Calvin Santiago reports no disclosures.

Nathan Herrmann is supported by peer‐reviewed grants from the Alzheimer Society of Canada, Canadian Institute of Health Research, Heart and Stroke Foundation, Ontario Ministry of Health and Long Term Care AFP Provincial Innovation Fund and Ontario Brain Institute in addition to research contracts funded by F. Hoffman‐La Roche Ltd, and Lundbeck Canada Inc.

Walter Swardfager was supported in part by the Department of Pharmacology and Toxicology, University of Toronto, by the Hurvitz Brain Sciences Program, Sunnybrook Research Institute, by the University Health Network Toronto Rehabilitation Institute, and by the Heart and Stroke Foundation Canadian Partnership for Stroke Recovery.

Mahwesh Saleem was supported by funding from the Alzheimer's Society of Canada.

Paul I Oh is on the advisory boards for Amgen, Janssen, Pfizer, Astra Zeneca, and Sanofi.

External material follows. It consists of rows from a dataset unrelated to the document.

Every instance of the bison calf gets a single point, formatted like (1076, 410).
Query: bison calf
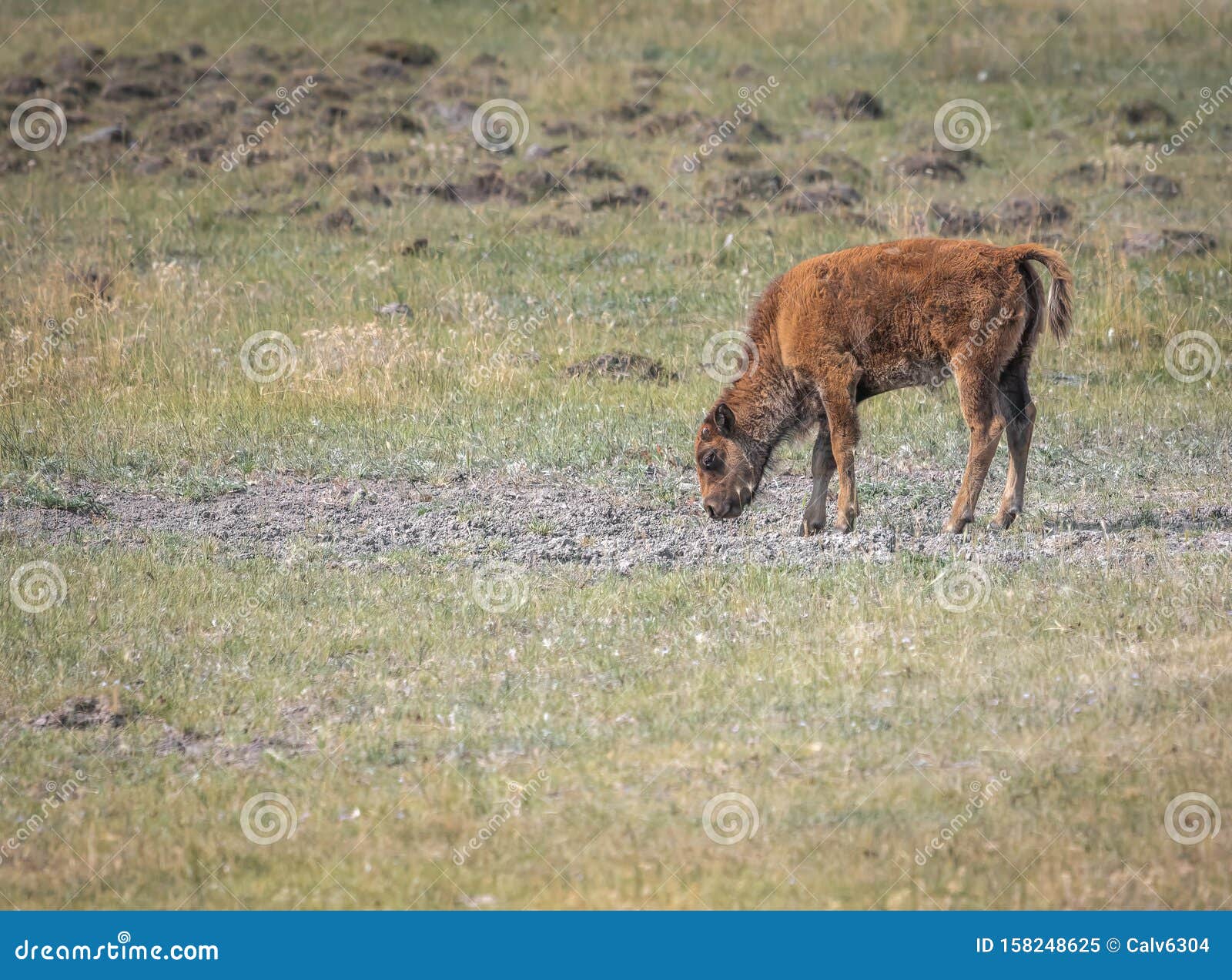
(842, 328)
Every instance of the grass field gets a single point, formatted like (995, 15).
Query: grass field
(342, 574)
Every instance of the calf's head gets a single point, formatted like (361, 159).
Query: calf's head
(728, 464)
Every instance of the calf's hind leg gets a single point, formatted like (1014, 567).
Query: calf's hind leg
(823, 470)
(979, 398)
(1018, 410)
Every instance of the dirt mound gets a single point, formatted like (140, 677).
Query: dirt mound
(856, 105)
(620, 366)
(404, 52)
(1170, 239)
(83, 712)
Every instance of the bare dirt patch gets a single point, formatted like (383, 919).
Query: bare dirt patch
(548, 520)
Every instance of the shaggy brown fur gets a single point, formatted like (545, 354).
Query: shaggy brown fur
(842, 328)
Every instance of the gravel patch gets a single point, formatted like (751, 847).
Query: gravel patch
(545, 520)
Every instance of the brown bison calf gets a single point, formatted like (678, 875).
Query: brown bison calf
(842, 328)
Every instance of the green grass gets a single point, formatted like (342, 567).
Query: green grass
(853, 709)
(845, 703)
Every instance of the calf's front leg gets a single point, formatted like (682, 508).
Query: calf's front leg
(823, 470)
(839, 396)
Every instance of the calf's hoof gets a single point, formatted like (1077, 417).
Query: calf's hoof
(813, 523)
(845, 522)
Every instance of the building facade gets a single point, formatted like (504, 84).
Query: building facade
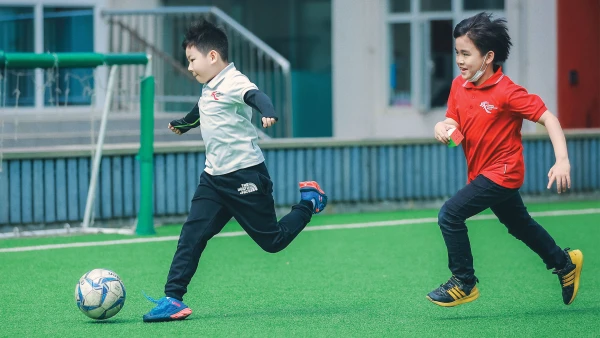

Sandra E Black is supported by peer‐reviewed grants from the Canadian Institute of Health Research, Heart and Stroke Foundation, Alzheimer's Drug Discovery Fund, W. Garfield Weston Foundation, Canada Foundation for Innovation, Ontario Brain Institute, National Institute of Health (USA), Academic Health Science Centres AFP Innovation Fund, University of Toronto Department of Medicine Innovation Fund, Canadian Partnership for Stroke Recovery, contract research funded by Elan Pharma International Ltd, Pfizer Canada, Lundbeck, and Hoffman‐La Roche Ltd. Dr. Black is also an ad hoc consultant for Pfizer Canada, Novartis, GE Healthcare and Eli Lilly. She has been a CME speaker for Novartis, Eisai, and Pfizer. She had personal support from the Brill Chair in Neurology, the Department of Medicine, Sunnybrook Health Sciences Centre, Sunnybrook Research Institute, and Toronto Dementia Research Alliance.

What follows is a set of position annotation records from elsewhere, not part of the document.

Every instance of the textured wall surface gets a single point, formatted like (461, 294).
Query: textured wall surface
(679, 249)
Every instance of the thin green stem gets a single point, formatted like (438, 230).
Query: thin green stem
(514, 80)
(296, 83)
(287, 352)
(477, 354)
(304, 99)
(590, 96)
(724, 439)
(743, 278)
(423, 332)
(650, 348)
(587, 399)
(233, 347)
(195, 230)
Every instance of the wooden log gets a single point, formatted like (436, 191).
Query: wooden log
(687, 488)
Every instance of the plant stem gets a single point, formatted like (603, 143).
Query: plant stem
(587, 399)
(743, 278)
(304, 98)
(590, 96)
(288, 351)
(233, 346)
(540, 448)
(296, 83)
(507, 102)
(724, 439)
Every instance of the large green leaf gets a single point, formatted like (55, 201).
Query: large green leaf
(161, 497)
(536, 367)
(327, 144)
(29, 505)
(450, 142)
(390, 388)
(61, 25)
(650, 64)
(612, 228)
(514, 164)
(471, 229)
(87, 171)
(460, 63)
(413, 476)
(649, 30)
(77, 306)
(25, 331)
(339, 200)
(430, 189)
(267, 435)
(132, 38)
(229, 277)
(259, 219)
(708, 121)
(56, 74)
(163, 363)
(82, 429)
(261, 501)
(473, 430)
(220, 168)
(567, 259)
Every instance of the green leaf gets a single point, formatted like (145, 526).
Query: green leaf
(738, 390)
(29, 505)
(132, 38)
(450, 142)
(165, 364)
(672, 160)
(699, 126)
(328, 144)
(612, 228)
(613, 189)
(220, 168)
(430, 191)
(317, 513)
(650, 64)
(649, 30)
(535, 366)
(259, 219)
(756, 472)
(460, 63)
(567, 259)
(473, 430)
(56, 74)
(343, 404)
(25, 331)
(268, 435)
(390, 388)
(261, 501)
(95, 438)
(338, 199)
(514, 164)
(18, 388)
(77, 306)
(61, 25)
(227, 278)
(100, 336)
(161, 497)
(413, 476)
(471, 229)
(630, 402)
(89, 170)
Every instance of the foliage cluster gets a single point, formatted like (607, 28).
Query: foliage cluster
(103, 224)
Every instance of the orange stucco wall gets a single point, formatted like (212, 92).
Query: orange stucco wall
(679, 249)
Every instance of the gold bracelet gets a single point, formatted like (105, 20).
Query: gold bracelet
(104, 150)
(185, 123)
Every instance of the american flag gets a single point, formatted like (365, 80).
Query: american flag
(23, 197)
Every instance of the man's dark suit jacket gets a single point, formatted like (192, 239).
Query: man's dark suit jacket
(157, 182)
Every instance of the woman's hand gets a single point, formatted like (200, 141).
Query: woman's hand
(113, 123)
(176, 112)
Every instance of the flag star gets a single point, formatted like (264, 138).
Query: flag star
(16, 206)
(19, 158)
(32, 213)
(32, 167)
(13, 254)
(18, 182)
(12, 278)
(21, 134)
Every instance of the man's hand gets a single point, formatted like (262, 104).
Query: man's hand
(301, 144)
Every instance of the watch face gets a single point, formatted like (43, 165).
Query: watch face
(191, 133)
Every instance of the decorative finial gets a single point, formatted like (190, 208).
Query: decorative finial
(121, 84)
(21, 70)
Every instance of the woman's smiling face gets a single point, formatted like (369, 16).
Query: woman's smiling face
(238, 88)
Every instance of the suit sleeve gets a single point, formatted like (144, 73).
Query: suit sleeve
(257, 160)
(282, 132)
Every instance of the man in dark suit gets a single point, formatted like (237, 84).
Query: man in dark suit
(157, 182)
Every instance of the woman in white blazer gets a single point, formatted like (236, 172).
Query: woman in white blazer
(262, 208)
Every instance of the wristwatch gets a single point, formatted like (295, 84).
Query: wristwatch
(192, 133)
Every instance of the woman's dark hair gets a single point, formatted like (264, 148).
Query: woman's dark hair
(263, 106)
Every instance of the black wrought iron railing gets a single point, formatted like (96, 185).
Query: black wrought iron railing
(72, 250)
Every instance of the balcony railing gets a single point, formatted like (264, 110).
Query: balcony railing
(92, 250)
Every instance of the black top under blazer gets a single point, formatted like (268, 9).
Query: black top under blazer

Janelle Bradley reports no disclosures.

Krista L Lanctôt is supported by peer‐reviewed grants from the Alzheimer Society of Canada, Alzheimer's Drug Discovery Foundation, Canadian Institute of Health Research, National Institute on Aging of the National Institutes of Health, and the Heart and Stroke Foundation in addition to research contracts funded by AbbVie Pharmaceuticals, F. Hoffman‐La Roche Ltd, Elan Pharma International Ltd, and Lundbeck Canada Inc.

Executive dysfunction is associated with coronary artery disease.

Cardiac Rehabilitation is associated with improvements in cognitive function, but the response is heterogeneous.

Subcortical hyperintensities in cholinergic tracts may contribute to the variable cognitive response to cardiac rehabilitation.